Reitman talked about working with Sam Elliot on “Thank You for Smoking;” “my first and last actor to bring his own rifle onto the set.” He talked about working with George Clooney in “Up in the Air;” “the only actor I have ever met who never wears makeup.” And he talked about discussions he had with Mel Gibson, “which used to make for an interesting anecdote and now make for a pretty good joke.”
When discussing his attempt to make a living in the movie industry, Reitman proclaimed film festivals as a “strangely democratic” way to break into an artistic career. “Where is the Sundance [Film Festival] for ceramics or sculpture?” he quipped.
His success with a short film at a smaller festival landed Reitman his first agent and jobs directing commercials. “I made the worst commercials ever,” Reitman claimed.
It was several years before he would get the chance to work on “Thank You for Smoking,” a book Reitman had loved and adapted into a screenplay. Even though his screenplay was well received, it took years to find someone willing to fund the project, which was eventually saved by the former owners of the web site PayPal. Having a famous father did not help me get my movie made, Reitman said. “It was internet dudes from Palo Alto who started my film career.”
Reitman made his second film, “Juno,” for $7 million and “it blew up in a way we never expected,” he said, grossing $230 million. When talking about his third and most recent film, “Up in the Air,” Reitman discussed the challenges of making a film about a character who fires people for a living against the backdrop of the nation’s economic recession.
The audience, mostly students, was filled with aspiring writers and directors. People with dreams of a career in entertainment identified themselves with a show of hands and several later asked Reitman questions about his process for adapting a book into a movie and how to break into the industry.

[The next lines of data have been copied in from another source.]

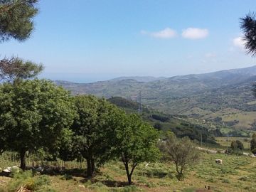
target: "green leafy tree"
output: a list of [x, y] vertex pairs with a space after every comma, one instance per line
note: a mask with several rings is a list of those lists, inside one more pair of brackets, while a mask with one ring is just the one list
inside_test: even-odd
[[23, 61], [18, 58], [0, 60], [0, 81], [14, 82], [38, 75], [43, 69], [42, 65]]
[[28, 38], [33, 29], [33, 18], [38, 13], [37, 0], [0, 1], [0, 41], [11, 38]]
[[250, 141], [251, 151], [252, 151], [256, 149], [256, 134], [254, 133], [252, 137], [252, 140]]
[[183, 178], [183, 171], [188, 165], [198, 163], [200, 153], [191, 140], [186, 137], [178, 139], [171, 132], [166, 134], [166, 140], [160, 144], [160, 149], [166, 159], [174, 161], [178, 174], [177, 178]]
[[256, 55], [256, 19], [255, 14], [248, 14], [241, 18], [241, 28], [243, 31], [245, 41], [245, 48], [247, 53]]
[[231, 142], [231, 149], [233, 150], [238, 150], [238, 149], [243, 150], [244, 146], [243, 146], [243, 144], [239, 140], [232, 141]]
[[0, 85], [1, 147], [19, 153], [26, 168], [26, 153], [56, 151], [70, 135], [75, 115], [69, 92], [48, 80], [22, 80]]
[[103, 164], [110, 158], [112, 148], [110, 141], [114, 129], [110, 117], [118, 110], [105, 99], [91, 95], [75, 96], [75, 104], [78, 116], [72, 126], [74, 132], [72, 151], [86, 159], [87, 174], [90, 177], [95, 164]]
[[155, 161], [159, 158], [156, 146], [158, 132], [134, 114], [120, 112], [112, 119], [115, 124], [113, 152], [124, 164], [131, 185], [132, 174], [139, 163]]
[[[10, 38], [27, 39], [33, 29], [33, 18], [38, 13], [37, 0], [0, 0], [0, 42]], [[21, 58], [4, 58], [0, 60], [0, 82], [14, 81], [36, 76], [43, 70], [42, 65]]]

Reitman suggested that college is the perfect place to read and experiment with writing. “You have to try a lot of different techniques to find your own voice,” he said. “After awhile, there is a version [of your story] you instinctively want to write but reject it because it seems too easy; but that’s the way you will find success.”
Past speakers for the Reynolda Film Festival have included Keith Barber, director of “Any Given Sunday;” Adam Burke, an animator with Pixar Animation Studios; and director Spike Lee. The festival was sponsored by WAKE TV, the University’s student-run television station.